様々な主人公が異世界召喚された中、一般人の俺が最強な件

ひろぽん@カクヨム

第1話 スーパーオリーマ

 男は風も追い抜かんばかりの速度で森を駆け抜けていた。

 彼の名は「オリーマ」

 配管工を思わせる茶色の帽子と紺色のつなぎの服が今はボロボロになっていた。

 彼は髭を蓄えているような年齢に思えたがその身長は子供ほどしかなく、手足も異様に短く感じる。
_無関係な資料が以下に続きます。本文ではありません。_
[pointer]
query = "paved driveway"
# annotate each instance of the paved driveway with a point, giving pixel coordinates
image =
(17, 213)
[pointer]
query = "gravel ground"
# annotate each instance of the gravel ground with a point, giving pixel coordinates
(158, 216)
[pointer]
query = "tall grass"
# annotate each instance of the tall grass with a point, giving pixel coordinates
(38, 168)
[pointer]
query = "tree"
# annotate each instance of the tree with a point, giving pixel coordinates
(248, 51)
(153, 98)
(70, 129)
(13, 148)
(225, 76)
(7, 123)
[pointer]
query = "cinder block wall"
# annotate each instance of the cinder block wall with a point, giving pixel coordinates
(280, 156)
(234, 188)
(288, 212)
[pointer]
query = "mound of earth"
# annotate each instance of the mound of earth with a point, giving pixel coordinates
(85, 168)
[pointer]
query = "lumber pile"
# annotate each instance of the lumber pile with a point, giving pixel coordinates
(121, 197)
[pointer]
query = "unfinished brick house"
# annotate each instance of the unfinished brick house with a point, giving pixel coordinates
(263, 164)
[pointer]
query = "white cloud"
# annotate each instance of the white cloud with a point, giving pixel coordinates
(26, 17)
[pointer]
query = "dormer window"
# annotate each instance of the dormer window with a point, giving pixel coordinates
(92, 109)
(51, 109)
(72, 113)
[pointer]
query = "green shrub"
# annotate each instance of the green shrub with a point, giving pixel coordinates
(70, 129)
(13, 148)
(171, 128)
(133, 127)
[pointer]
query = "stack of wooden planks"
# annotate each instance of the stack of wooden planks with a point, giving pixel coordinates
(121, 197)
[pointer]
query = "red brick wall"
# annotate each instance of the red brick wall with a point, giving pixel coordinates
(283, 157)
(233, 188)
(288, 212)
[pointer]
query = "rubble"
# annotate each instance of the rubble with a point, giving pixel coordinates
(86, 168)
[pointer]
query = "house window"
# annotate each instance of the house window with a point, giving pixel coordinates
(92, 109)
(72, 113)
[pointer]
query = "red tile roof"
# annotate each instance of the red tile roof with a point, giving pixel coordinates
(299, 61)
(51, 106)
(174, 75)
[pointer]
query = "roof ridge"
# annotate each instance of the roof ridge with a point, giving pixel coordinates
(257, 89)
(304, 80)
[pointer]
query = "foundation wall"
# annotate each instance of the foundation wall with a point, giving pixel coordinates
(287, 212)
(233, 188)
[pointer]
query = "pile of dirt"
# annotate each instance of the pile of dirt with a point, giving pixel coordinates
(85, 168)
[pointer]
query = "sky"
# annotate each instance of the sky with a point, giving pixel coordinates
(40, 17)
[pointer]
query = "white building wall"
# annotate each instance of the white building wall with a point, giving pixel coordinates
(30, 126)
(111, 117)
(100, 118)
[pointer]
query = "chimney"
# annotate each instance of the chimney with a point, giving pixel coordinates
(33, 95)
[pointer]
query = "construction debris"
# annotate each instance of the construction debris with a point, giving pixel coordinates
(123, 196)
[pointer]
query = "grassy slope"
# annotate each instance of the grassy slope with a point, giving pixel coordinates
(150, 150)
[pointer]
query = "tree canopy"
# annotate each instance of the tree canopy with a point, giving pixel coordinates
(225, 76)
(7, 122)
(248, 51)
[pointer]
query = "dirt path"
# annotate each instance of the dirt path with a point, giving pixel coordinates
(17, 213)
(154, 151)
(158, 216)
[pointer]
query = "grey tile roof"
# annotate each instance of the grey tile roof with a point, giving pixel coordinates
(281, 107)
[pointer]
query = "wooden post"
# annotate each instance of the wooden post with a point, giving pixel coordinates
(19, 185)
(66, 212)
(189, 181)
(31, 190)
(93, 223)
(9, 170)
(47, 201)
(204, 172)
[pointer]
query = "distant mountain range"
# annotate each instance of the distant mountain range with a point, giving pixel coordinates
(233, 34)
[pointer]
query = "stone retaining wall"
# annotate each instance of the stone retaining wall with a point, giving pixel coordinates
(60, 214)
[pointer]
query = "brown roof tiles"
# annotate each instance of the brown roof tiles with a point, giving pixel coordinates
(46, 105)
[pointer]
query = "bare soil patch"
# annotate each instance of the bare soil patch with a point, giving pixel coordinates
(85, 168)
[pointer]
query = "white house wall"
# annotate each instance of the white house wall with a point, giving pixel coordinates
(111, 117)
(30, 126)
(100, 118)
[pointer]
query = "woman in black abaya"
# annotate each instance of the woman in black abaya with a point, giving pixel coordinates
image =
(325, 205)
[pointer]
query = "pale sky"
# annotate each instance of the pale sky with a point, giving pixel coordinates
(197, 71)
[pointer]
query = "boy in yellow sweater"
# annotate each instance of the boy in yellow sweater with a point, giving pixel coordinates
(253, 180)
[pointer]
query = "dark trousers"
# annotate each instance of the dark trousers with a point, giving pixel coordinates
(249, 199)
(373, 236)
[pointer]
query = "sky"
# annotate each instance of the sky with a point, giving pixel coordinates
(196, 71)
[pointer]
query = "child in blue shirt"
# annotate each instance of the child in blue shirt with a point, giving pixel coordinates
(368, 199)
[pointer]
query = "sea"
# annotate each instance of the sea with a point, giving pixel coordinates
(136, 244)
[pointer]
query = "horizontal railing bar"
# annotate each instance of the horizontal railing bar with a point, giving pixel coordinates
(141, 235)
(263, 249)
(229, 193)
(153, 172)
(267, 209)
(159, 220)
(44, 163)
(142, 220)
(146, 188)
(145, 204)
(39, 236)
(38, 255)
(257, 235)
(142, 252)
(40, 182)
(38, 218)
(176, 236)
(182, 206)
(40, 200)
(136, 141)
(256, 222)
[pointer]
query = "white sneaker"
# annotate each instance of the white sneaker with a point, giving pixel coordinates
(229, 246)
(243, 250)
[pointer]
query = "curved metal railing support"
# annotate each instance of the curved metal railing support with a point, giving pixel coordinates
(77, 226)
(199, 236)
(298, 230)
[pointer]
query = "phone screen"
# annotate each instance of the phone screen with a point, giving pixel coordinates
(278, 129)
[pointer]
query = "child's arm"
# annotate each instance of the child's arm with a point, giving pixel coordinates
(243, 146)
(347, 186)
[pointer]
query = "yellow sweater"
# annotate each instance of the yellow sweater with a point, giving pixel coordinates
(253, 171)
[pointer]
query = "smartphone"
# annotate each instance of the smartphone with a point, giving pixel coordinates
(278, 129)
 オリーマの背後、森の茂みから巨大な影が飛び出した。


「ウワァアアア!!」


 オリーマは驚き叫び声を上げ、その足をさらに加速させた。

 影の正体は巨大なカエルだったがその身体にはトゲのような鱗が生えそろっており、口元にはオリーマを貫かんと二本の巨大な牙が生えそろっていた。


「グワルルゥ!!」


 巨大カエルが唸り声を上げると、その口元から巨大な舌が飛び出した。


「ホッ!」


 オリーマは背後から高速で飛んでくる舌を見て地面を蹴った。

 するとオリーマの体が凄まじい速度で森の木々を超えるほどの高さまで飛び上がった。

 それを見て開いた口が塞がらなくなっている巨大カエル。


「イイィイイヤッフィイイイ!!」


 オリーマは空中で体を反転させると、口を開いたままのカエルに向かって高速で落下していった。

 そして巨大カエルの頭を踏み抜いた瞬間。

 巨大カエルの体が大量のコインになりそこら中に飛び散った。


「ふぅ……」


 着地したオリーマがため息をつきながら帽子を取り、大量のコインのもとへ近づこうとしたその時。


「「「グワァグワァグワァ……」」」


 森中から先ほどの巨大カエルの鳴き声が聞こえ始めた。


「オーノウ……」


 オリーマは絶望した。

 先程の巨大カエル一匹にあれほど苦労したというのに、これから何匹ともわからぬそれらを相手しなければならないのかと。

 彼の身体が震えだした。

 その時、突如足元に衝撃が走り凄まじい地響きが聞こえた。


「……?」


 オリーマが疑問に感じていると再び足元の衝撃と地響きが聞こえた。

 その衝撃と音はだんだん近づき、さらにそれがだんだん早くなっているのをオリーマは感じた。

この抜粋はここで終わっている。